Il clamore mediatico ha finito per condizionare perfino le decisioni della magistratura. Nell’ordinanza cautelare emessa nei confronti di Sabrina Misseri si dice espressamente che “l’incontrollato clamore mediatico suscitato dalla vicenda, sull’intero territorio nazionale e forse anche oltre, ha consentito alla Misseri di intessere una rete vastissima di relazioni interpersonali, e comunque di appassionare alla sua vicenda umana, con sentimenti positivi o negativi, un’incalcolabile moltitudine di persone, tra le quali è ben probabile che vi sia pure qualcuno disposto ad agevolarne la fuga”.
E’ la prima volta che avviene una cosa del genere. Michele Misseri e la figlia Sabrina forse si sono macchiati di un delitto orribile, ma per ora sono solo indagati. Anche una confessione non è sufficiente per creare il “mostro” o l’”orco assassino”, per suscitare giudizi sommari e istigare istinti forcaioli.
Il diritto di cronaca non giustifica l’assalto a mamma Concetta al ritorno dall'obitorio o l’imboscata a Valentina, che porta il ricambio in carcere alla sorella Sabrina.
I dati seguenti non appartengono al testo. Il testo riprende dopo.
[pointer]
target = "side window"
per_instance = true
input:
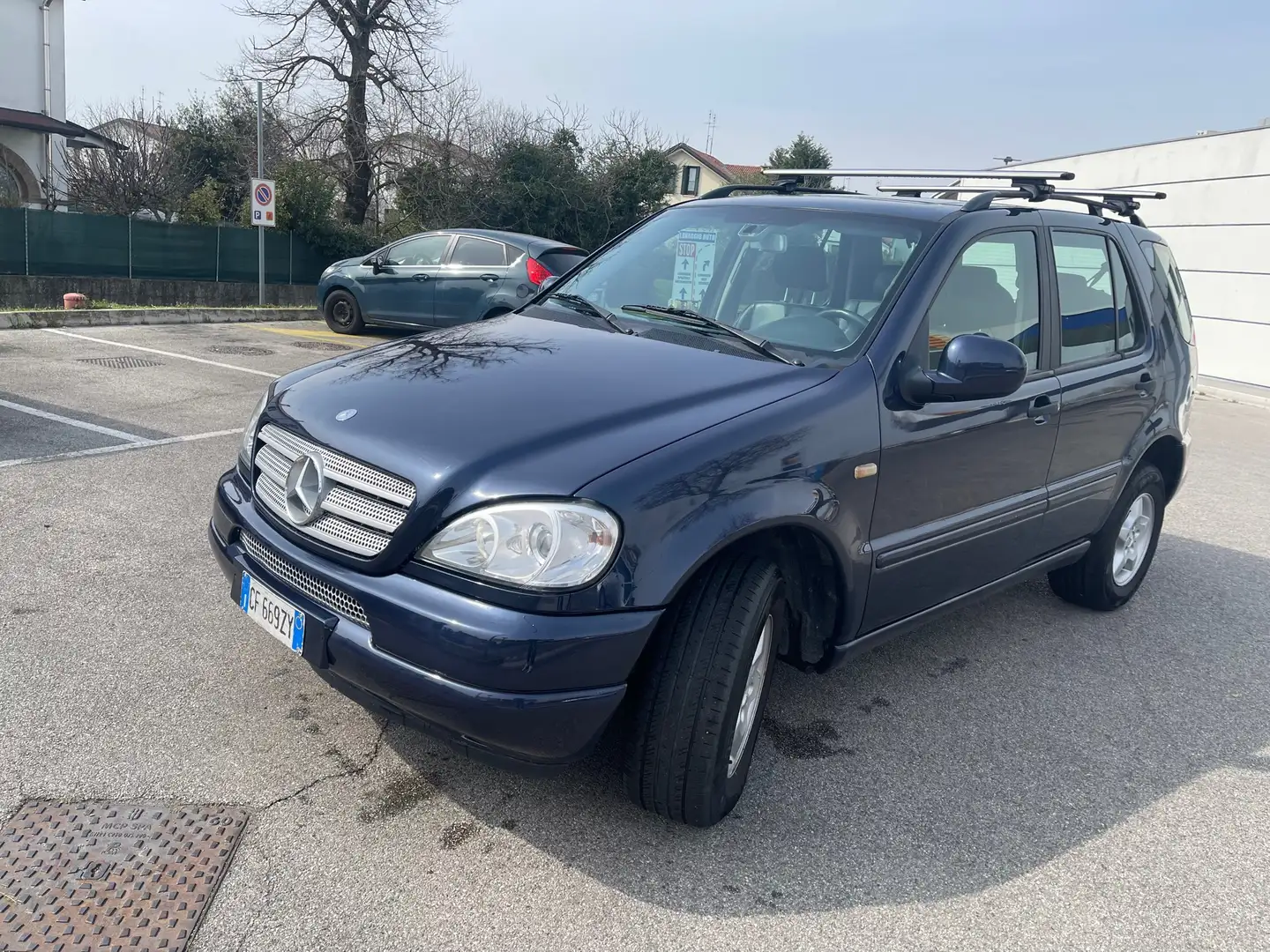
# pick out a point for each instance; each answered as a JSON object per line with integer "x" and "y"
{"x": 479, "y": 251}
{"x": 1129, "y": 329}
{"x": 992, "y": 290}
{"x": 418, "y": 250}
{"x": 1169, "y": 280}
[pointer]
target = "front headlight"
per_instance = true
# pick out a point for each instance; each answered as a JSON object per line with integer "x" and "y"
{"x": 536, "y": 545}
{"x": 248, "y": 442}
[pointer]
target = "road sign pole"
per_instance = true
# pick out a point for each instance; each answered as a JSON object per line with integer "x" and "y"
{"x": 259, "y": 169}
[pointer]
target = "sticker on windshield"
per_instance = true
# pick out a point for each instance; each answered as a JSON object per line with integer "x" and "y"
{"x": 693, "y": 265}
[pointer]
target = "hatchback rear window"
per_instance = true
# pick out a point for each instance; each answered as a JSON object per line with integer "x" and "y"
{"x": 562, "y": 259}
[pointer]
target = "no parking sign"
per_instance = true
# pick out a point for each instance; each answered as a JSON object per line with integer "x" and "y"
{"x": 263, "y": 198}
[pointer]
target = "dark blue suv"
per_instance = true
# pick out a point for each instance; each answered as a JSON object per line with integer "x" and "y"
{"x": 441, "y": 279}
{"x": 771, "y": 423}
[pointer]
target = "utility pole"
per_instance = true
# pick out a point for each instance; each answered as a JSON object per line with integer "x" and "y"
{"x": 259, "y": 169}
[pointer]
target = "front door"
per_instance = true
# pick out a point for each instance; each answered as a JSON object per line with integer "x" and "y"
{"x": 404, "y": 290}
{"x": 474, "y": 273}
{"x": 1104, "y": 363}
{"x": 961, "y": 485}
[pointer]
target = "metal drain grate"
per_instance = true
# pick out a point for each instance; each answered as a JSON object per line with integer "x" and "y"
{"x": 239, "y": 349}
{"x": 120, "y": 363}
{"x": 320, "y": 346}
{"x": 111, "y": 876}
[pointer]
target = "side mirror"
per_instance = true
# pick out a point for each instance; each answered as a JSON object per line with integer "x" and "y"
{"x": 973, "y": 367}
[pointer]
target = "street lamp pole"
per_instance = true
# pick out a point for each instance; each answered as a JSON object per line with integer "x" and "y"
{"x": 259, "y": 169}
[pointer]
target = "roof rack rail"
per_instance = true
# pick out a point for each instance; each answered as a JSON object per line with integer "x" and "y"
{"x": 1124, "y": 202}
{"x": 1004, "y": 175}
{"x": 785, "y": 187}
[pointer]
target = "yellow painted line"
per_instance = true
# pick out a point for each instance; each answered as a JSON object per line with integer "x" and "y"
{"x": 347, "y": 339}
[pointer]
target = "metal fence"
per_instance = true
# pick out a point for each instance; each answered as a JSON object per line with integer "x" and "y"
{"x": 64, "y": 244}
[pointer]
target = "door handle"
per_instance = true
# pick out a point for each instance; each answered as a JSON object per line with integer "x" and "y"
{"x": 1042, "y": 407}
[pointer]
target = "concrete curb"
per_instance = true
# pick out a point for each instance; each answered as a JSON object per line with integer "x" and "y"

Non è un buon servizio al lettore dare voce a tanti pseudo esperti, pagati a gettone nei salotti televisivi, che si smentiscono in base all'evolversi delle situazioni.
La rappresentazione mediatica del crimine supera ormai anche gli sviluppi giudiziari. Le notizie diventano la miccia per innescare il cortocircuito mediatico. Un dramma familiare, una tragedia sociale diventa puro spettacolo. Abbiamo creato il Grande fratello criminal-giudiziario, il primo Crime reality show della storia televisiva. Gli Ordini professionali (quello dei giornalisti e quello forense) hanno preso posizione e annunciato interventi disciplinari, ma non basta. Sono i giornalisti, gli avvocati e gli inquirenti che devono ritrovare la misura e i valori dell’etica. Corretta informazione non significa pubblicare ogni cosa che passa per le mani e far vedere tutto ciò che crea emozione e sensazione. Il problema dei giornalisti oggi è di avere la capacità di sapersi fermare, di saper rinunciare, anche di fare qualche passo indietro. Avere la sensibilità e la forza di non superare quel confine sottilissimo che separa il possibile dal lecito.